Walugembe stressed that the cost of gadgets is a major deterrent. “It is impossible to advocate for digital transition when MSMEs lack the basic tools required to make that shift,” he said. He pointed directly to government policy. “The excise duty on mobile phones is self-defeating,” Walugembe said. “Digital transformation cannot happen without cheap mobile phones, especially smartphones. The starting point must be for policymakers to allow smartphones to enter the country tax-free.”
He identified digital literacy as the biggest underlying issue, noting that even MSMEs using smartphones often use only basic functions, missing out on opportunities for marketing and client engagement. Walugembe called for policy execution over creation, stating an independent review might find less than 20% of existing policies are actually implemented. He urged collaboration, adding that the business environment is “riddled with contradictory policies.” He also requested the reopening of the social media platform Facebook, calling it an “important marketplace for many MSMEs,” and suggested adjusting high charges on mobile money transactions.
“If we are serious about the digital transformation agenda, we need to make painful policy changes and adjust measures that may generate short term revenue but are detrimental to our long term goals,” Walugembe said.
Richard Ndahiro, regional technical specialist for Eastern Southern Africa for the United Nations Capital Development Fund, supported the focus on affordability and utility. Ndahiro said the primary gap in digital adoption lies in the “business value proposition and relevance of solutions.” Solutions that increase income, such as those that improve access to finance or better market reach, are the most impactful. “Once a business sees an increase in income, spending 100,000 shillings on a smartphone is no longer an issue,” he said.
Ndahiro acknowledged that while device accessibility is slowly improving, the dominant challenge will eventually shift to “capability — that is, whether MSMEs have the skills to use digital services effectively to improve their businesses.” “If we do not train them now, it will be too late in five years,” he concluded.
Michael Niyitegeka, the executive director of Refactory Academy, agreed that skilling must improve. “Training must go beyond the basics, offering bespoke tech solutions that address the real-world complexities MSMEs face, such as navigating multiple internet platforms for payments, Canva and other services,” he said.

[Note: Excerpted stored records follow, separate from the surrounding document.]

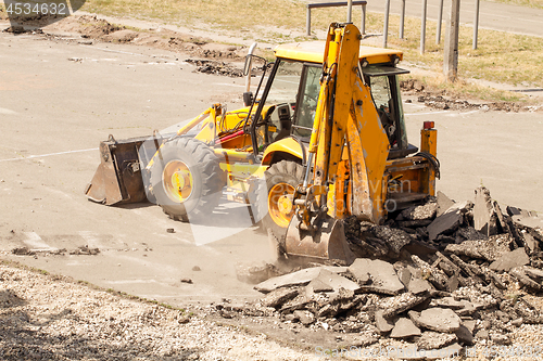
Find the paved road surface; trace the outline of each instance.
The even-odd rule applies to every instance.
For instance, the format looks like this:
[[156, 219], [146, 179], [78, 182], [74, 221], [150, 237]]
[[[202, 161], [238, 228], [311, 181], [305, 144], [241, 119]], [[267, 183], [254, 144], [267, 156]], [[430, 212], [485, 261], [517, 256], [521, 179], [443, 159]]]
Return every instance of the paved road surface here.
[[[310, 3], [334, 2], [334, 0], [306, 0]], [[405, 0], [405, 14], [420, 18], [422, 0]], [[443, 21], [451, 9], [451, 0], [445, 0], [443, 5]], [[462, 0], [460, 23], [473, 25], [476, 0]], [[368, 0], [367, 11], [384, 13], [386, 1]], [[440, 0], [428, 0], [428, 18], [437, 21]], [[359, 9], [359, 7], [356, 7]], [[527, 34], [543, 37], [543, 10], [509, 5], [498, 2], [481, 1], [479, 7], [479, 27], [509, 33]], [[353, 10], [353, 21], [358, 24], [359, 10]], [[400, 14], [402, 0], [390, 1], [390, 13]], [[443, 23], [444, 29], [444, 23]], [[444, 33], [442, 33], [444, 35]]]
[[[0, 258], [171, 305], [255, 297], [236, 279], [235, 265], [269, 253], [262, 233], [244, 229], [243, 207], [228, 212], [232, 206], [223, 204], [211, 215], [215, 227], [195, 229], [154, 205], [106, 207], [83, 194], [109, 133], [122, 139], [164, 129], [199, 114], [214, 94], [239, 99], [243, 80], [192, 73], [182, 56], [166, 51], [74, 39], [0, 33]], [[483, 183], [500, 202], [543, 210], [541, 113], [437, 112], [416, 103], [405, 113], [415, 144], [422, 121], [437, 121], [440, 190], [470, 199]], [[225, 237], [209, 242], [217, 234]], [[102, 253], [10, 253], [83, 245]]]

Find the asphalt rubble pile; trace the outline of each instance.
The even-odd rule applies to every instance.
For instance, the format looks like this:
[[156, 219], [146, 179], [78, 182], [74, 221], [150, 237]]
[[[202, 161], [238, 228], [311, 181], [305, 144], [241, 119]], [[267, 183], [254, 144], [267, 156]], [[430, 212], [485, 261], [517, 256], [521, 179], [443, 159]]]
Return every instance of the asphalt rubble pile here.
[[[460, 351], [480, 340], [512, 345], [523, 324], [543, 323], [527, 297], [542, 291], [543, 218], [502, 207], [481, 186], [475, 202], [438, 192], [383, 225], [345, 220], [358, 258], [348, 266], [241, 268], [260, 282], [257, 302], [215, 305], [225, 318], [273, 315], [312, 330], [355, 333], [358, 346], [396, 339], [415, 349]], [[336, 263], [340, 265], [340, 263]], [[265, 281], [263, 281], [265, 280]]]

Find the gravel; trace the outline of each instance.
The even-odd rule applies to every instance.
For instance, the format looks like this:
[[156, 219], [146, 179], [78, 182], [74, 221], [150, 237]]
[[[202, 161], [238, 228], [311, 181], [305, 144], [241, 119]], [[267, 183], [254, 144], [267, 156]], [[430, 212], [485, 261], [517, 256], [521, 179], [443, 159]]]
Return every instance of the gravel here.
[[1, 360], [314, 360], [263, 334], [0, 265]]

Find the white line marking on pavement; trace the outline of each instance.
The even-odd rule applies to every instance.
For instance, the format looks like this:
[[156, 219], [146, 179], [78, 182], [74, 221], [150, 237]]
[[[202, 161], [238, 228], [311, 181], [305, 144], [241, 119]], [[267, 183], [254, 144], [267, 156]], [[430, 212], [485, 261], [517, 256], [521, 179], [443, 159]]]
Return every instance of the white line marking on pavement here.
[[59, 248], [51, 247], [41, 240], [41, 237], [36, 232], [25, 232], [26, 240], [23, 242], [34, 249], [40, 250], [58, 250]]
[[227, 83], [227, 82], [214, 82], [212, 86], [229, 86], [229, 87], [241, 87], [245, 88], [245, 86], [239, 85], [239, 83]]
[[7, 109], [4, 107], [0, 107], [0, 114], [12, 115], [12, 114], [17, 114], [17, 112], [13, 112], [11, 109]]
[[96, 152], [98, 151], [98, 147], [92, 147], [88, 150], [77, 150], [77, 151], [66, 151], [66, 152], [58, 152], [58, 153], [48, 153], [48, 154], [40, 154], [40, 155], [29, 155], [29, 156], [23, 156], [20, 158], [10, 158], [10, 159], [0, 159], [0, 162], [10, 162], [10, 160], [24, 160], [24, 159], [31, 159], [31, 158], [43, 158], [43, 157], [50, 157], [52, 155], [63, 155], [63, 154], [71, 154], [71, 153], [81, 153], [81, 152]]
[[426, 113], [405, 113], [405, 115], [432, 115], [432, 114], [442, 114], [442, 113], [451, 113], [449, 111], [440, 111], [440, 112], [426, 112]]
[[87, 245], [92, 248], [105, 248], [100, 241], [98, 241], [98, 233], [92, 231], [79, 231], [77, 232], [81, 236], [81, 238], [87, 242]]

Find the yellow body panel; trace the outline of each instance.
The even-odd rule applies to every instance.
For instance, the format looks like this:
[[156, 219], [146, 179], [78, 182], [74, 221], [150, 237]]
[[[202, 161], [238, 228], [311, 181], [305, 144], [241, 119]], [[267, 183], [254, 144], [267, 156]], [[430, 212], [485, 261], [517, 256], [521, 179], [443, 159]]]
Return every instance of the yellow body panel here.
[[[275, 48], [277, 57], [291, 59], [301, 62], [319, 63], [325, 60], [325, 41], [307, 41], [280, 44]], [[366, 59], [369, 64], [389, 63], [391, 55], [403, 59], [403, 52], [393, 49], [359, 47], [358, 59]]]
[[302, 147], [300, 146], [300, 144], [292, 138], [285, 138], [280, 141], [269, 144], [269, 146], [266, 147], [262, 156], [262, 164], [269, 165], [274, 154], [277, 152], [288, 153], [298, 157], [299, 159], [303, 158]]

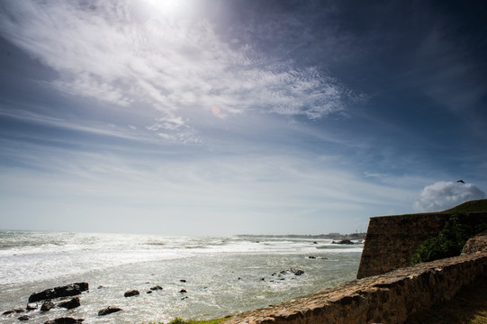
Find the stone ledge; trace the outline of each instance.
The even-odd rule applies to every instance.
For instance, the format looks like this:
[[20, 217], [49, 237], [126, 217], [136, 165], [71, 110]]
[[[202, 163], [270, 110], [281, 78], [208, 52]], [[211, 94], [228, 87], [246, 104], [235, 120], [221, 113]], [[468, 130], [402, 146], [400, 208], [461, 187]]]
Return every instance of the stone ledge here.
[[485, 275], [487, 252], [463, 255], [354, 280], [224, 323], [403, 323]]

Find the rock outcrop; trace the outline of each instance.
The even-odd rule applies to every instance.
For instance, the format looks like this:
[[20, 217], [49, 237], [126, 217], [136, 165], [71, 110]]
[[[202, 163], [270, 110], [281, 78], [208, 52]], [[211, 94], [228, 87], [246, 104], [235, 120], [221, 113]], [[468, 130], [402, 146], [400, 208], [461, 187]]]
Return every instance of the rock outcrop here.
[[87, 283], [76, 283], [52, 289], [46, 289], [43, 292], [32, 293], [29, 297], [29, 302], [52, 300], [59, 297], [76, 296], [87, 290]]
[[104, 308], [101, 310], [100, 311], [98, 311], [98, 316], [105, 316], [105, 315], [112, 314], [112, 313], [121, 311], [121, 310], [123, 310], [118, 307], [108, 306], [107, 308]]
[[59, 318], [44, 322], [44, 324], [81, 324], [85, 320], [73, 318]]
[[225, 324], [404, 323], [485, 275], [487, 252], [404, 267], [236, 315]]
[[137, 296], [137, 295], [140, 295], [140, 292], [139, 292], [138, 290], [131, 290], [131, 291], [128, 291], [128, 292], [125, 292], [125, 293], [123, 294], [123, 296], [125, 297], [132, 297], [132, 296]]
[[57, 306], [65, 308], [67, 310], [72, 310], [72, 309], [81, 306], [81, 303], [79, 302], [79, 298], [76, 297], [70, 301], [61, 302]]

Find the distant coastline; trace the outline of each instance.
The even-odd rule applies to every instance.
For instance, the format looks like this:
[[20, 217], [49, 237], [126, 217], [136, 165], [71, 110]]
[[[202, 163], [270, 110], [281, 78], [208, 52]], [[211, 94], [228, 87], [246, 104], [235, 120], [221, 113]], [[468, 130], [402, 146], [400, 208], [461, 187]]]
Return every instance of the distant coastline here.
[[307, 239], [365, 239], [367, 233], [352, 233], [352, 234], [340, 234], [340, 233], [328, 233], [319, 235], [302, 235], [302, 234], [285, 234], [285, 235], [266, 235], [266, 234], [239, 234], [237, 238], [307, 238]]

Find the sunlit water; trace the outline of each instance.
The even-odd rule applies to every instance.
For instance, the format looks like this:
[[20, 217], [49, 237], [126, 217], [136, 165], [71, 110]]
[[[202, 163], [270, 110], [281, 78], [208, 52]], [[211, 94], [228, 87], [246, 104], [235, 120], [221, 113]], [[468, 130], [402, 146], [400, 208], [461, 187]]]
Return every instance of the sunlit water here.
[[[224, 317], [354, 279], [362, 246], [330, 243], [0, 231], [0, 312], [25, 308], [32, 292], [87, 282], [90, 289], [80, 295], [81, 307], [24, 314], [35, 323], [66, 316], [85, 319], [86, 323]], [[304, 274], [280, 274], [289, 269]], [[147, 293], [155, 285], [163, 290]], [[132, 289], [140, 294], [123, 296]], [[180, 292], [182, 289], [187, 292]], [[98, 317], [98, 310], [107, 306], [123, 310]], [[0, 322], [18, 323], [21, 315], [0, 315]]]

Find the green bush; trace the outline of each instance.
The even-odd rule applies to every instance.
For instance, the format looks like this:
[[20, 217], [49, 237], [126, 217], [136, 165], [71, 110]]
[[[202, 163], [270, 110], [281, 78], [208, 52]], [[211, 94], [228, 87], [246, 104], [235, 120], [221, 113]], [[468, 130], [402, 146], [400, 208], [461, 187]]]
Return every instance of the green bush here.
[[468, 214], [454, 213], [438, 236], [428, 238], [418, 248], [411, 264], [459, 256], [468, 238], [486, 227], [487, 224], [475, 224]]

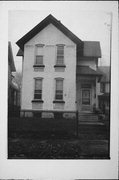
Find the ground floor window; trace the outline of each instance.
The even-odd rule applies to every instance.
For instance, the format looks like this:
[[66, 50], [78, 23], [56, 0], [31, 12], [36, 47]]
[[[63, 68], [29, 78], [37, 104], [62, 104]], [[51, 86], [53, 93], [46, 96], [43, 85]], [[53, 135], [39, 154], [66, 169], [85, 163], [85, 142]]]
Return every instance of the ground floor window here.
[[42, 99], [42, 79], [35, 79], [34, 99]]
[[56, 79], [55, 99], [63, 100], [63, 79]]
[[90, 105], [90, 90], [88, 89], [82, 90], [82, 104]]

James Beronda, the director of Uganda Communications Universal Service and Access Fund, or UCUSAF, called on stakeholders to collaborate. “If we are doing digital literacy training for small businesses at UCC, and FSME is doing the same, why do we work in silos, yet we can leverage each other’s strength for greater impact,” Beronda said. In a separate discussion, a speaker on artificial intelligence cautioned that the technology is an “automation of the pattern of your system.” “If you’re doing rubbish, it will give you rubbish,” she said.